Mastercard Scam Merchant Monitoring: What should mid-market merchants do before July 24?
Six actions, ordered by leverage rather than by urgency.
1. See what your acquirer sees. Track authorization approval rate, refund rate, chargeback rate, and combined refund + chargeback rate on a rolling 30-day window. If the team responsible for growth and customer experience does not have day-by-day visibility into these metrics, that is the first gap to close. The rule rewards merchants who notice metric shifts before their acquirer does.
2. Treat the six-month window deliberately. When opening a new acquiring relationship, entering a new market, or launching a new entity, plan for heightened scrutiny. That means tighter operational controls on refunds and disputes during the early window, clearer communication to customers about what they are buying and how to cancel, and proactive outreach to the acquirer about expected business patterns.

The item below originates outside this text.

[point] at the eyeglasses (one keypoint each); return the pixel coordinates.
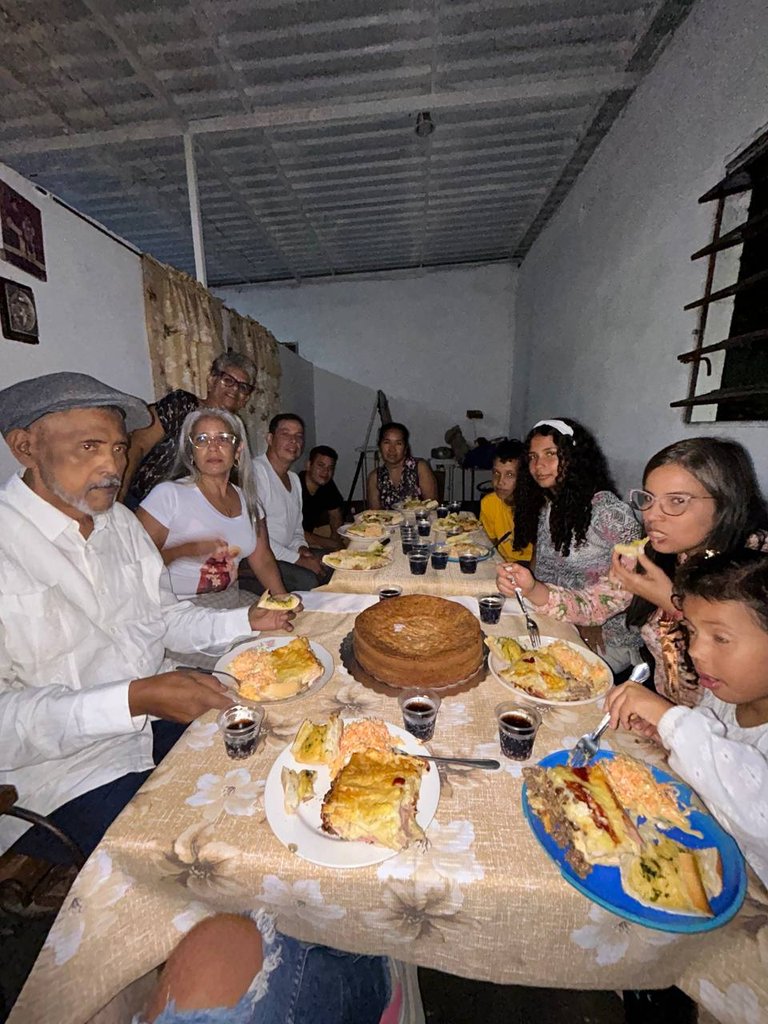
(204, 440)
(670, 504)
(233, 384)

3. Audit the subscription mechanics. The 5% combined refund-and-chargeback threshold is most often breached by avoidable subscription friction: unclear renewal language, confusing billing descriptors, hard-to-find cancellation flows, slow support response on legitimate refund requests. Each of these is a margin leak independent of the Mastercard rule. The rule just makes the cost legible.
4. Get ahead of disputes with prevention alerts. Networks like Ethoca and Verifi notify merchants of disputes before they become formal chargebacks. Every prevented chargeback is one that does not count toward a trigger threshold and one less customer who decides to dispute again next time. The economics of prevention alerts almost always pencil out for businesses with meaningful chargeback volume.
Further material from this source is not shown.